If it is determined that alimony has to be paid, there will be terminating factors. Depending on the state, support may terminate based on the following events:
Supporting and Dependent Spouse
The first step in determining whether alimony will be awarded is to determine whether there is a supporting spouse and dependent spouse. A “supporting spouse” is a spouse, whether husband or wife, whom the other spouse depends on during the marriage to pay most of the household expenses. Should an alimony award be made, the supporting spouse is the spouse responsible for making the payments. The supporting spouse is sometimes referred to as the payor spouse.
The second term is “dependent spouse”. A “dependent spouse” is a spouse, whether husband or wife who is dependent on the other spouse during the marriage to pay most of the household expenses. The court is concerned with whether or not one spouse is actually dependent on the other to maintain his or her same standard of living that the spouse became accustomed to during the last few years of marriage prior to the couple’s date of separation. The court will try to maintain the dependent spouse’s marital lifestyle.
The court will look at the lifestyle you lived in the last few years prior to separating to determine your standard of living. All expenses are included in this analysis. Once the court determines the amount of money that is needed to maintain the dependent spouse’s lifestyle the court will look at whether the supporting spouse makes enough money to pay.
Now that we have discussed supporting and dependent spouses, another very important concept with respect to alimony remains. That concept is called “ability to pay”. Ability to pay is very important to court-ordered alimony. Typically, a court can award alimony to a spouse if it finds that there is a supporting and dependent spouse, but only if the court determines that the supporting spouse has the ability to pay the dependent spouse. The court will carefully review both parties finances. Based on the information provided to the court, the court will decide if the supporting spouse has the ability to pay alimony.
Post-separation support or temporary support: Post-separation support is described as the money that a supporting spouse pays to the other spouse in response to an agreement between the separated parties, or in response to the order of a judge for support until a final decision on calculating alimony is made. Post-separation support is a temporary type of alimony and is not intended to be permanent support.
Alimony, Spousal Support or Maintenance: These are all terms commonly used to describe the money that a supporting spouse pays a dependent spouse.
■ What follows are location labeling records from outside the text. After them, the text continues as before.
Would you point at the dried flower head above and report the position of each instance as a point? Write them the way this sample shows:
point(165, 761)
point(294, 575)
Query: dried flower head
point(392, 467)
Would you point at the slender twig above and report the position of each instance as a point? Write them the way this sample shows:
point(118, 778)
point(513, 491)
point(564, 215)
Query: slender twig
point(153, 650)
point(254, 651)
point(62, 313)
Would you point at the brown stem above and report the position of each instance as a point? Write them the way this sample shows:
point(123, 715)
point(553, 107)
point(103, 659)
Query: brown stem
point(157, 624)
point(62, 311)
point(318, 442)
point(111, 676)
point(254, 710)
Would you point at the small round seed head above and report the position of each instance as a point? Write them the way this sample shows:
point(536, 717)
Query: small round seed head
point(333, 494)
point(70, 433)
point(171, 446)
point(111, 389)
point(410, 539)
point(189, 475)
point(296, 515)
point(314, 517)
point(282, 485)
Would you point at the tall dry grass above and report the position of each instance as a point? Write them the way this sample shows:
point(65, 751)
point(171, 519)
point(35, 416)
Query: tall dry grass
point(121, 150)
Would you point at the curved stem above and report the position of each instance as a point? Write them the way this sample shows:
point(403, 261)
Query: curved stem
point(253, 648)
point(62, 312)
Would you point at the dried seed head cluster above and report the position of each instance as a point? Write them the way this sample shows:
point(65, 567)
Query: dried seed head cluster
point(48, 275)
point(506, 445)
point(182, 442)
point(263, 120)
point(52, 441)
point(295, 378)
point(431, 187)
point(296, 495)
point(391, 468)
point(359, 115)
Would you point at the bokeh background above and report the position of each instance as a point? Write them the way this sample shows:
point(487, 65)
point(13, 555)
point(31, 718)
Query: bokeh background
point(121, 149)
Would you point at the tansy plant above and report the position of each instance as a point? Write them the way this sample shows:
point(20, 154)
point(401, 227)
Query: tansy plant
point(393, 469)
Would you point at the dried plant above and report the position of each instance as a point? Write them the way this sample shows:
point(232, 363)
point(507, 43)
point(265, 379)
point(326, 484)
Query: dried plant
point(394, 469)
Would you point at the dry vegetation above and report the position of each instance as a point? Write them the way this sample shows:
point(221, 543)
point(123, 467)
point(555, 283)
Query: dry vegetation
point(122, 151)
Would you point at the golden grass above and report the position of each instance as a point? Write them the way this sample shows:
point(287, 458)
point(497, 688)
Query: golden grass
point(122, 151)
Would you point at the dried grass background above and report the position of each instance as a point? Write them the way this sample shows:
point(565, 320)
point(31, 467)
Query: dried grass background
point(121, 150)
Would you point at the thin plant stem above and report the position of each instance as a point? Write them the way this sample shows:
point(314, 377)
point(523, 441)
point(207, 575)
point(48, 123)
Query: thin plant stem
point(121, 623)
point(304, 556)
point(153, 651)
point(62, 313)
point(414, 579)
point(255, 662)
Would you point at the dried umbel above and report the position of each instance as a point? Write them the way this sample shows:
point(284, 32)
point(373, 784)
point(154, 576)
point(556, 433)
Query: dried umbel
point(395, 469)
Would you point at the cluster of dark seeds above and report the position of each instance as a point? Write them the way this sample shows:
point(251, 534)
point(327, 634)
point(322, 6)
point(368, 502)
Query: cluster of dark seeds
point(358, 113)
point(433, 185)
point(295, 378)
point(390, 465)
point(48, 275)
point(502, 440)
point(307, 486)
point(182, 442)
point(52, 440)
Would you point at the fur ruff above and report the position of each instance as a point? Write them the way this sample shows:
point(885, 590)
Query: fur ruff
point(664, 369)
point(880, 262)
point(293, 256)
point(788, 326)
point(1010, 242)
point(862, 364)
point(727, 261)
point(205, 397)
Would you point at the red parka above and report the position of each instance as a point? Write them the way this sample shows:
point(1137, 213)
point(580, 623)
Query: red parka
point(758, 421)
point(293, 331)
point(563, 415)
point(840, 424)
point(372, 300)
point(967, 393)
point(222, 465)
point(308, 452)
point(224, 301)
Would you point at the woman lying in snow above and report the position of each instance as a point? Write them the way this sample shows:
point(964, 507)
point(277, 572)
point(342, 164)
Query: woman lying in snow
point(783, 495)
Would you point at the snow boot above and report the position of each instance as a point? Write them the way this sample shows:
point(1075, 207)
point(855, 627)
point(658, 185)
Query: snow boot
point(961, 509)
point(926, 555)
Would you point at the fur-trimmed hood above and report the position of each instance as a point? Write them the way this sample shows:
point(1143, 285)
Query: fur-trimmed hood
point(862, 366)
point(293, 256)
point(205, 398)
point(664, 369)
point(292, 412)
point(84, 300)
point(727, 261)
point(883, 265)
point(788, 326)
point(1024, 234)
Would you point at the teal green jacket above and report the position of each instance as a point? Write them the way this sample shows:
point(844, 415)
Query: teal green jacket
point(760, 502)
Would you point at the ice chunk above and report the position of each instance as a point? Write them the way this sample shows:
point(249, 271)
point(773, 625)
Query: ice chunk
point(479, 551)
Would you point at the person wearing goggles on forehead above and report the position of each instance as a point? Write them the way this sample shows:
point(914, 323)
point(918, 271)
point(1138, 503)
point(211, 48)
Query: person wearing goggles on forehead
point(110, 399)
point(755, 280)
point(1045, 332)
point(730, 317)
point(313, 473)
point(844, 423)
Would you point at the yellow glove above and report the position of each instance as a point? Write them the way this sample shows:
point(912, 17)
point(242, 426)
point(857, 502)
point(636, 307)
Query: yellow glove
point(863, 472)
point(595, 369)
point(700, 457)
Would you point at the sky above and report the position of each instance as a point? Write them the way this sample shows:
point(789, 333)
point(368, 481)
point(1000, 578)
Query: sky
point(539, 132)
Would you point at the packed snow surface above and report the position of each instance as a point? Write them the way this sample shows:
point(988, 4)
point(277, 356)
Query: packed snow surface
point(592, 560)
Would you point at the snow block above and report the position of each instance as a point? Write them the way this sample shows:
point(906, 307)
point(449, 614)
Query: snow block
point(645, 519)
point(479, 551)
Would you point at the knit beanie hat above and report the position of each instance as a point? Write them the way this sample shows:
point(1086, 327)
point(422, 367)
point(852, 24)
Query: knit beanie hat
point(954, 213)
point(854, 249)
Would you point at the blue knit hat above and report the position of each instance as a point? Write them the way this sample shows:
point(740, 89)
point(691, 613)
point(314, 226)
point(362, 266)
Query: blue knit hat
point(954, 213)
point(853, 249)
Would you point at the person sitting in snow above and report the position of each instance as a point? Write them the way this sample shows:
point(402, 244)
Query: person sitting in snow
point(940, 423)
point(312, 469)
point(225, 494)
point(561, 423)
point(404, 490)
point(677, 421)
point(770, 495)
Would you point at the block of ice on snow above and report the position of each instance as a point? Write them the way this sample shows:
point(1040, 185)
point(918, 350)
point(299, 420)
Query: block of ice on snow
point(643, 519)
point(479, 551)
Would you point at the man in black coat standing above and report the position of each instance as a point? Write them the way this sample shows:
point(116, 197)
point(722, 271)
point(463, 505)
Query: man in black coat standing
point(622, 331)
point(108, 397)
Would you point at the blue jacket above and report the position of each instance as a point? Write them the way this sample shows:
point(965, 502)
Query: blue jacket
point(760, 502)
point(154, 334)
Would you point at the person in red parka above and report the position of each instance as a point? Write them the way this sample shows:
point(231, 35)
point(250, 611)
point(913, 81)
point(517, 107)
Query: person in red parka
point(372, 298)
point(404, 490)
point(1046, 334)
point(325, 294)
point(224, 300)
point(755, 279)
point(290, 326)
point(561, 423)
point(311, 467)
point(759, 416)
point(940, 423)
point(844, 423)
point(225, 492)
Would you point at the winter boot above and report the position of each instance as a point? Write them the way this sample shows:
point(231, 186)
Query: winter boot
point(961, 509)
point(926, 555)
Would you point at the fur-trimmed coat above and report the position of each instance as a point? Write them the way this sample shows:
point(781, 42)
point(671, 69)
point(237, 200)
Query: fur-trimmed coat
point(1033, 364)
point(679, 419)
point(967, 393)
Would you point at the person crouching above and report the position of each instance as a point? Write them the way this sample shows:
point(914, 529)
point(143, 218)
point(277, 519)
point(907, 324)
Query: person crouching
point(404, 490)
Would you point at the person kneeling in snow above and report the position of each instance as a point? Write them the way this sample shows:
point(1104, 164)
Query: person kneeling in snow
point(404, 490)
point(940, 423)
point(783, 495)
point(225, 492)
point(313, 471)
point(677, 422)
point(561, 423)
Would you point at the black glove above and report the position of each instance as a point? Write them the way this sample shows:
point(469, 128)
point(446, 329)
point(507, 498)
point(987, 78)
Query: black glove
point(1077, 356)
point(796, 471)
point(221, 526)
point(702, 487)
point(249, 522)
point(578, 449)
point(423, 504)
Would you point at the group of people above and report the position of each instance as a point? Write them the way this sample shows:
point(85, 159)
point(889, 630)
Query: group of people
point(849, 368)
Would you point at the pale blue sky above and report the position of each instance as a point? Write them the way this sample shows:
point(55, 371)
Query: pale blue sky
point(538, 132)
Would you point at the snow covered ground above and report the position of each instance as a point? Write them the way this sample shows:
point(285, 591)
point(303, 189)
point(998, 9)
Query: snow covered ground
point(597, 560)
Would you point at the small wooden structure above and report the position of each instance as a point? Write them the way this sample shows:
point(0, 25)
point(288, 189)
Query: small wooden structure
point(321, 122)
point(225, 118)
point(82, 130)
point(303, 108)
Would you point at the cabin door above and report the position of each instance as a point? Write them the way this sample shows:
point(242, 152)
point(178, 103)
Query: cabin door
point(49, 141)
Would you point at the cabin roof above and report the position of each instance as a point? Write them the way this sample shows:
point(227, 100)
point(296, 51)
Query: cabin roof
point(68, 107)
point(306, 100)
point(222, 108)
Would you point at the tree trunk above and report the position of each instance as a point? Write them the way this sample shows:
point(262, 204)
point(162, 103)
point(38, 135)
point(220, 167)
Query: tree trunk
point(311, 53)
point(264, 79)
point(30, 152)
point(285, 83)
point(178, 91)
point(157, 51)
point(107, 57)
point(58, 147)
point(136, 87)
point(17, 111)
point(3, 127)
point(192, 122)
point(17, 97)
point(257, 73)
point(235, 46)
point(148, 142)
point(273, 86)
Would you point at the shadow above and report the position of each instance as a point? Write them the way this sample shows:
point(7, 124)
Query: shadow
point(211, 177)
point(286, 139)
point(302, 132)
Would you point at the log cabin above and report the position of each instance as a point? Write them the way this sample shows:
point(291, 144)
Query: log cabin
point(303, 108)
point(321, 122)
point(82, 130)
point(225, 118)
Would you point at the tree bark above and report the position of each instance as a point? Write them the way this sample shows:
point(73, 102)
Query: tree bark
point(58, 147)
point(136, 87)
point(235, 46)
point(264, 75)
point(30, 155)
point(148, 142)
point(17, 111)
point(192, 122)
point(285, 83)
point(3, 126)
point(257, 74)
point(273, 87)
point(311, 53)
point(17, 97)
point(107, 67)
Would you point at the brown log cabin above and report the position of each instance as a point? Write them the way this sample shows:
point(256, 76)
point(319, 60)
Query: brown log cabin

Alimony and post-separation support may be waived and expressly barred by an express provision in a valid premarital agreement, separation agreement, or marital contract executed by spouses who are separated and contemplating reconciliation. In some states, the entering of a divorce judgment prior to a claim for alimony will waive any claims the dependent spouse may have had.
In some states, marital misconduct such as having an affair will bar the dependent spouse’s claim for alimony.